Esses são os que, não obstante terem as luzes dos princípios espíritas ao seu alcance, ainda resistem indolentemente a trabalhar, ou a trabalhar tanto quanto sua condição permitiria; ou aqueles, em condição mais lastimável ainda, que ainda se “cevam nas ignomínias” morais, sem envidar esforços para emendar-se.
É claro que essa classificação não é nítida, ou seja, não há apenas dois grupos de espíritas. Há uma gradação contínua, começando naqueles francamente retardatários e terminando nos que já entendem e vivenciam plenamente as diretrizes divinas para os homens.
Caberá a nós determinar, pelo exame isento de nossos pensamentos e atos, nossa posição nessa escala, e incessantemente procurar galgar posições cada vez mais avançadas, pela reparação de nossos erros, pela superação de vícios e conquista de virtudes.

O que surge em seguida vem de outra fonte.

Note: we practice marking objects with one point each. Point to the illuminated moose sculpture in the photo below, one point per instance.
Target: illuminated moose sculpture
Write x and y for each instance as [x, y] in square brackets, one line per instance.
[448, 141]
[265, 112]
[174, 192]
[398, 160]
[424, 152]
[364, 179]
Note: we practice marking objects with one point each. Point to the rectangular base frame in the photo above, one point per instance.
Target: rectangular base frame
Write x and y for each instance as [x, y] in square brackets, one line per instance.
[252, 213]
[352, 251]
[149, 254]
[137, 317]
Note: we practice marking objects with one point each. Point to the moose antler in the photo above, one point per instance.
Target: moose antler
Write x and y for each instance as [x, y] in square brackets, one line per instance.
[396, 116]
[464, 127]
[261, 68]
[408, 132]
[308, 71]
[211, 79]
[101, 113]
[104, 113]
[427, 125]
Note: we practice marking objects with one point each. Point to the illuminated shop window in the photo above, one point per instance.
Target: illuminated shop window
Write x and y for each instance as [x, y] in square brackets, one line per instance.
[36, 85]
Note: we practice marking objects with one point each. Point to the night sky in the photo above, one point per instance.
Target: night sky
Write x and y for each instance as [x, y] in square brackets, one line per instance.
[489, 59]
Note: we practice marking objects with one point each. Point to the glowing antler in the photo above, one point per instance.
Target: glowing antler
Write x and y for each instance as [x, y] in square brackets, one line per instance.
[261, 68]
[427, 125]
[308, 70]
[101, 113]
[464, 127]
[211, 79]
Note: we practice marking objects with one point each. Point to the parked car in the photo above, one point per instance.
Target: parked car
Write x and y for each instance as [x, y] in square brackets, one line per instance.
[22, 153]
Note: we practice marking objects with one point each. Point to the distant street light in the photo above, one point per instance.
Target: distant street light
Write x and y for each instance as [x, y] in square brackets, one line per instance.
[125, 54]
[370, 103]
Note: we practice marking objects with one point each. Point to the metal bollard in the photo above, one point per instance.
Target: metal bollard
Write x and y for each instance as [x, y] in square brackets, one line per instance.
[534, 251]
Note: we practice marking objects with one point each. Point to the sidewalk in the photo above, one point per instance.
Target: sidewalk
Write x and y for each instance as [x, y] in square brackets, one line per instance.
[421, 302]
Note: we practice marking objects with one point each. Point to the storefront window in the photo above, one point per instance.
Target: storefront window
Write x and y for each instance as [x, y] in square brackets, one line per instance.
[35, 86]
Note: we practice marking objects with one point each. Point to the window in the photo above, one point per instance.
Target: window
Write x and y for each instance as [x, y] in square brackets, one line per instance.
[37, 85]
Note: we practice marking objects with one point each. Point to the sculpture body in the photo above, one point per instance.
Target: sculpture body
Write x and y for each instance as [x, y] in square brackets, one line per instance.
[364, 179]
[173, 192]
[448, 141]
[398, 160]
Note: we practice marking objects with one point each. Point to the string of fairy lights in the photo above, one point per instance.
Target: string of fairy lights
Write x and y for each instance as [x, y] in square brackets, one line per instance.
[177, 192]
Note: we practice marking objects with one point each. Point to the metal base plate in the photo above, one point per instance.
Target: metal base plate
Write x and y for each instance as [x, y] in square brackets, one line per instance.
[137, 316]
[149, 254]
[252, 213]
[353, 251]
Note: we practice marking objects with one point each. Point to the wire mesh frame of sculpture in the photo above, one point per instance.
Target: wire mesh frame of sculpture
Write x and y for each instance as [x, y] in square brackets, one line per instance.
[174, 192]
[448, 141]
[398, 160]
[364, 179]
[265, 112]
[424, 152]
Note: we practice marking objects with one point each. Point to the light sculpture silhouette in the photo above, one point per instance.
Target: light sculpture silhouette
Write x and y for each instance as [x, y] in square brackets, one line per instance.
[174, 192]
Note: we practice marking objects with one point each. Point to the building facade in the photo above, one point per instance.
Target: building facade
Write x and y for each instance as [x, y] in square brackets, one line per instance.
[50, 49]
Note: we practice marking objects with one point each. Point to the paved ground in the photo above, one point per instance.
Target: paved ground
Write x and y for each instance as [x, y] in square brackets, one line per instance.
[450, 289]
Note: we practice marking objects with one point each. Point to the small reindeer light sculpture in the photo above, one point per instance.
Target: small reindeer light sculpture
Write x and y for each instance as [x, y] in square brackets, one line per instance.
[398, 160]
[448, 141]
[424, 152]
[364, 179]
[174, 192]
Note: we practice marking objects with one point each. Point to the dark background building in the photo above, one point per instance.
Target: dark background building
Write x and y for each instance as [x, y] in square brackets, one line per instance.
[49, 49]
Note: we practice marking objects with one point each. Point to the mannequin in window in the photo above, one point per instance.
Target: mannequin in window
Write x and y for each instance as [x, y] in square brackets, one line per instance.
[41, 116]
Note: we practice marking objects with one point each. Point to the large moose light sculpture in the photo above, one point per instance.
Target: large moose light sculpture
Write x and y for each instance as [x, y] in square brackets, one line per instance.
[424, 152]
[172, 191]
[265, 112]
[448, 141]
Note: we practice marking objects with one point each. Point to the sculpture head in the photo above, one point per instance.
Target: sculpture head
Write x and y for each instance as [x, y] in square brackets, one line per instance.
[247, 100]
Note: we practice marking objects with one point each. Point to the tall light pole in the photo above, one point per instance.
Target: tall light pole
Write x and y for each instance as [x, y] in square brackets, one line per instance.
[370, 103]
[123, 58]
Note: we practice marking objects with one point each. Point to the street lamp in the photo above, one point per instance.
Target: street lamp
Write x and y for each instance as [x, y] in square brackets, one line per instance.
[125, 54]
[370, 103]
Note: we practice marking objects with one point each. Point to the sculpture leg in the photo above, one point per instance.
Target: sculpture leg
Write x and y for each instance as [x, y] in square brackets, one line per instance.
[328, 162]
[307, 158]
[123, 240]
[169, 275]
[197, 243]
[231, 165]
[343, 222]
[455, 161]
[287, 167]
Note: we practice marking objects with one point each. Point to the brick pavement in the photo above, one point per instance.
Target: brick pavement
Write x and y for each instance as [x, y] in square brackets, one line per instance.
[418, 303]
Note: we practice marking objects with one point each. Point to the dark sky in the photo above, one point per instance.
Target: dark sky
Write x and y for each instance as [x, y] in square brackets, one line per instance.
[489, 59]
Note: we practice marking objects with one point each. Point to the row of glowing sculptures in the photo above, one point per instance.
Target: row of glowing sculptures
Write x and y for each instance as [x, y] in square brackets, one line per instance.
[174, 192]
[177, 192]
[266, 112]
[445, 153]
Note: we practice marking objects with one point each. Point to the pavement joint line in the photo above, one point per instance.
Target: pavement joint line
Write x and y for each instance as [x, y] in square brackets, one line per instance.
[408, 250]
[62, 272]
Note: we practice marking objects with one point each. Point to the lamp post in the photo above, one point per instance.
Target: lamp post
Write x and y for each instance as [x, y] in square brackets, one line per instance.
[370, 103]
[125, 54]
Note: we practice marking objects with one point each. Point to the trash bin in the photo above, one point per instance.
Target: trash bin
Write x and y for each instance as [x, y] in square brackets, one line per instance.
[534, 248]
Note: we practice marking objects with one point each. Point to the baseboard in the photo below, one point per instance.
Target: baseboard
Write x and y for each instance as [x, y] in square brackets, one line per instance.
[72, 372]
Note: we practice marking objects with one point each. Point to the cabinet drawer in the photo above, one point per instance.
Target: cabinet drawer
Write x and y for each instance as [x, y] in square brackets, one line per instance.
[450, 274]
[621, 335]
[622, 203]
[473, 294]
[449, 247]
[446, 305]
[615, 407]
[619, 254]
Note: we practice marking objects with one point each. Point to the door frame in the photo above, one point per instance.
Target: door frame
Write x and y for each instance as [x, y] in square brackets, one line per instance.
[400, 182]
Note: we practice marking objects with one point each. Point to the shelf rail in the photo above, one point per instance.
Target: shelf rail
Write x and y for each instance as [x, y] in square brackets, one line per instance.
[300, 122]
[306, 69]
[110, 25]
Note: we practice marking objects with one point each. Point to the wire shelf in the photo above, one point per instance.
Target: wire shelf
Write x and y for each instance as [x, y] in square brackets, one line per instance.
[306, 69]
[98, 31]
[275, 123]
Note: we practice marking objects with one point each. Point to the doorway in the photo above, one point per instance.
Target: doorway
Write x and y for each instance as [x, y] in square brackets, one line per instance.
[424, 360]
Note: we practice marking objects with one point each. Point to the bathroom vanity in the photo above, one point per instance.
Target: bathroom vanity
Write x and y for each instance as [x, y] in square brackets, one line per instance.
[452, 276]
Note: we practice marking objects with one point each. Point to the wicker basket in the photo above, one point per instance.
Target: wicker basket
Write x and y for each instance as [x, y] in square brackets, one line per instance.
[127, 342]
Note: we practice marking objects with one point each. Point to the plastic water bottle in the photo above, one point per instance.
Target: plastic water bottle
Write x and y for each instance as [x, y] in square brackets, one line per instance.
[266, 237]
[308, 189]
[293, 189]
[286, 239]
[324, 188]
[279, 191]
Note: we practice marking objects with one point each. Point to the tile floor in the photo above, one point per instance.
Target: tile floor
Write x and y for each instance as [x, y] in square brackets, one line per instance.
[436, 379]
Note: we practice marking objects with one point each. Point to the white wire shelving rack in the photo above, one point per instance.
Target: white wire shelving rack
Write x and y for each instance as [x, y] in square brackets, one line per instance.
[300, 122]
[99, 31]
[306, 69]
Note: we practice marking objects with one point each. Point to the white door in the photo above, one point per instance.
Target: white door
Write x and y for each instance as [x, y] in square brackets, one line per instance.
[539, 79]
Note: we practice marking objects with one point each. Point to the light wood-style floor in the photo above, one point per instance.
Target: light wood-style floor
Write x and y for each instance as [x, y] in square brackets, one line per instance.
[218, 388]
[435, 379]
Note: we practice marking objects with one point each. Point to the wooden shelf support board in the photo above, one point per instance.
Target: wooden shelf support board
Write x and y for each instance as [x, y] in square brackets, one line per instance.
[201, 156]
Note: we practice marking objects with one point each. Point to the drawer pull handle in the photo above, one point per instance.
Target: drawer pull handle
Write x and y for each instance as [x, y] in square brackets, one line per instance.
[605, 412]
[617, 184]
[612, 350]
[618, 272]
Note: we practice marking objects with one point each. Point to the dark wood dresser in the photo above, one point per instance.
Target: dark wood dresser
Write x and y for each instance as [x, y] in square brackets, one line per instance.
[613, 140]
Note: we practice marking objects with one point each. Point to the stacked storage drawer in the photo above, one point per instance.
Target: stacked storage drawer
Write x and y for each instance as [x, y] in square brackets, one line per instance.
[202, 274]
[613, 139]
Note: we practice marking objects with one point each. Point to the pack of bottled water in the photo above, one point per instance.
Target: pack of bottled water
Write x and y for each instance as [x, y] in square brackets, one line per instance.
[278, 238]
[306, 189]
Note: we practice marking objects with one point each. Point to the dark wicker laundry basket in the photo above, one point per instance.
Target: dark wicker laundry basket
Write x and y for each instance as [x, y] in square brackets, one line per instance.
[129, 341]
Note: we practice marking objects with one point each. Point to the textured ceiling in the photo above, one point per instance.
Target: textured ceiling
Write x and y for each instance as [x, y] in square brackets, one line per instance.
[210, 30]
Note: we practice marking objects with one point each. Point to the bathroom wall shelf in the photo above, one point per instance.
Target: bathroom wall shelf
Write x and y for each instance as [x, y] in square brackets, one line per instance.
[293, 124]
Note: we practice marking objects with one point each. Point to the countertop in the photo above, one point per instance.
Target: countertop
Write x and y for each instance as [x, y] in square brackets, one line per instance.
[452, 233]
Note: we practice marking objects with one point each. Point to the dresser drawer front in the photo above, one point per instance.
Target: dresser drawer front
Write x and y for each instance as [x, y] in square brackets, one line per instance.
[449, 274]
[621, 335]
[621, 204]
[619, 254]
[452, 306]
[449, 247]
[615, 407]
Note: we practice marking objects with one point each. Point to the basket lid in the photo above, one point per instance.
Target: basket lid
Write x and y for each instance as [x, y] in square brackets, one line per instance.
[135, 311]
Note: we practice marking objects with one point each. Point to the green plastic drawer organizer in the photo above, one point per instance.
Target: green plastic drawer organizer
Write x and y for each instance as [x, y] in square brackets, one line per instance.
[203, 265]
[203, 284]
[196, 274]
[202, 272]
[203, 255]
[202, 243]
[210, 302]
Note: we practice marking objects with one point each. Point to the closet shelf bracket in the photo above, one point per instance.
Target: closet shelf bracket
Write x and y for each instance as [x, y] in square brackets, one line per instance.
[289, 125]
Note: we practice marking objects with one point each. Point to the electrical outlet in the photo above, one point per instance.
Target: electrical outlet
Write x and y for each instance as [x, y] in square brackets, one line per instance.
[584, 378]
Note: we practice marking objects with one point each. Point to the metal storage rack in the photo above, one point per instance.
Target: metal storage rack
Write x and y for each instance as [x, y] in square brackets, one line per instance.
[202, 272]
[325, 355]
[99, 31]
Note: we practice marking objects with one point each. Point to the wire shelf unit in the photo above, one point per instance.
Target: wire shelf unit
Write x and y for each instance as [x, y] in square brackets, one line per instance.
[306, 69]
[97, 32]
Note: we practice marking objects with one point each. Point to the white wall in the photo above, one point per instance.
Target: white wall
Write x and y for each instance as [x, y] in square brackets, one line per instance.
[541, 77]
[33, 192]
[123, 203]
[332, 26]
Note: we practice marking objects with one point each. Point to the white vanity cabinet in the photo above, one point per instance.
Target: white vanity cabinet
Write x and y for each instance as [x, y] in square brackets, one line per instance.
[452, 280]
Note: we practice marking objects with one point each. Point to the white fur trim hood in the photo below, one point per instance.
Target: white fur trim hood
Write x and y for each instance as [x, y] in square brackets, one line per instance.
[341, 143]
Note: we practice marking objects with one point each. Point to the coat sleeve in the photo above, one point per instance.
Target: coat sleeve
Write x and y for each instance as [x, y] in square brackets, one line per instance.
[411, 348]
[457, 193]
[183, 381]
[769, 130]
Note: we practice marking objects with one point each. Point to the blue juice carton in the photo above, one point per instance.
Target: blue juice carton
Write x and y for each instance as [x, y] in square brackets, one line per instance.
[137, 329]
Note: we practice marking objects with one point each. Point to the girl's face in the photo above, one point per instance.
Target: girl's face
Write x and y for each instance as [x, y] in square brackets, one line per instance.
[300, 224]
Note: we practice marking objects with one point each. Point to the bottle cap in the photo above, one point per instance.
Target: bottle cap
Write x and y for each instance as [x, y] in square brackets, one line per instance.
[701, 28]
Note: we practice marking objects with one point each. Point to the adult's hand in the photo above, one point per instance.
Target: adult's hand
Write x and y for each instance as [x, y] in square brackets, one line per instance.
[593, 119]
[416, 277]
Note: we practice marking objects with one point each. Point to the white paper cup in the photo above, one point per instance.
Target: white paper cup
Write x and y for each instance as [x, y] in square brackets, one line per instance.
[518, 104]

Referências bibliográficas
Emmanuel. O Consolador. (Médium Francisco Cândido Xavier.) 8a ed., Rio de Janeiro, Federação Espírita Brasileira, 1940.
Kardec, A. O Livro dos Espíritos. Trad. de Guillon Ribeiro. 43a ed., Rio de Janeiro, Federação Espírita Brasileira, s.d.
–––. O Evangelho Segundo o Espiritismo. Trad. de Guillon Ribeiro. 111a ed., Rio de Janeiro, Federação Espírita Brasileira, s.d.
–––. O Céu e o Inferno. Trad. de Manuel Quintão. 28ª edição, Rio de Janeiro, Federação Espírita Brasileira, s.d.